“Everything Everywhere All at Once”

Susan Granger’s review of “Everything Everywhere All at Once” (A24)

Never has there been a more truthful title. In “Everything Everywhere All at Once,” the filmmakers adhere to the motto that too much is never enough.

Married for many years, demanding Evelyn (Michelle Yeoh) and henpecked Waymond Wang (Ke Huy Quan), born and raised in China, own and operate a laundromat in California’s Simi Valley.

They’re currently coping with long-festering marital problems along with a threatening IRS tax audit at which surly Agent Deirdre Beaubeirdra  (Jamie Lee Curtis) threatens to seize their business and personal assets.

Meanwhile, Evelyn’s judgmental father (James Hong) is visiting from China and their exasperated lesbian daughter Joy (Stephanie Hsu)  wants to bring her girlfriend Becky (Tallie Medel) to their Chinese New Year party.
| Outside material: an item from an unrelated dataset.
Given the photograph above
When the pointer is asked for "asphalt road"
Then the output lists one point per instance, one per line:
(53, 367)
In the midst of Evelyn’s angst, inexplicably transformed Waymond gives her a set of instructions to enter a chaotic, surreal multiverse, which details the many alternate lives she could have lived.
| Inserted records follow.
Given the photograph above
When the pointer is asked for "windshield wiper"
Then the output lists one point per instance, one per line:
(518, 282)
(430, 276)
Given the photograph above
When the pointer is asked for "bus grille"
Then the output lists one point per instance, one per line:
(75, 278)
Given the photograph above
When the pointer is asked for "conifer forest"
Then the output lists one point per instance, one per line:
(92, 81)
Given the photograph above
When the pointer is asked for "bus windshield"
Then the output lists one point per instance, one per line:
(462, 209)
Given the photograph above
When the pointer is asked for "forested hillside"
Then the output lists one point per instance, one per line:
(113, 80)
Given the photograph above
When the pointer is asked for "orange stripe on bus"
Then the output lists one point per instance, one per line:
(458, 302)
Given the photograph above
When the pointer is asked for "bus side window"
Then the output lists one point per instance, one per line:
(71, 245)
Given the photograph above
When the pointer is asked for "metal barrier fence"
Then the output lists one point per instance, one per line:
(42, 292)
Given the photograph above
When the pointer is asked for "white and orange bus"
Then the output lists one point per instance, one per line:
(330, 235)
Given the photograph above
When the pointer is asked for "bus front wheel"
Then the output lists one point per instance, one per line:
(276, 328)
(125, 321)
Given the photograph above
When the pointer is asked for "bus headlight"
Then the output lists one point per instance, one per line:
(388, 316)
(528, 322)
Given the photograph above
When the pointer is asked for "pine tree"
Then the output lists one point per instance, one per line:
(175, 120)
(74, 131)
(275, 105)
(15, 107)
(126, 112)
Instead of leaving China, for example, Evelyn could have become a glamorous kung fu action star – or a knife-wielding hibachi chef.

In further hyper-edited, verse-jumping flights of fancy, harried Evelyn and aggressive Deirdre become lovers, intertwining hotdog-like fingers, squirting mustard and ketchup. Or become boulders perched on a cliff, or pinatas dangling from a tree. In a parallel dimension, Joy becomes Evelyn’s anarchist adversary, Jobu Tupaki, touting the Everything Bagel.

Filmmakers Daniel Kwan and Daniel Scheinert , best known for casting Daniel Radcliffe as a flatulent corpse in the absurdist “Swiss Army Man” (2016), bill themselves simply as the Daniels.

Working with cinematographer Larkin Seiple and production designer Jason Kisvarday, they’ve concocted this new, somewhat incoherent, mind-bending, sci-fi fantasy, pivoting around self-discovery and the existential parent/child bond.

The best parts involve Jamie Lee Curtis’ physical transformation into frumpy Deirdre and iconic Michelle Yeoh’s martial arts skill; stuntman Timothy Eulich coordinated the challenging wirework. But it’s like watching a deftly structured “Sliding Doors” concept become an action-packed, cacophonous “Cloud Atlas.”

On the Granger Gauge of 1 to 10, “Everything Everywhere All at Once” is a fragmented, frenetic 5, playing in theaters.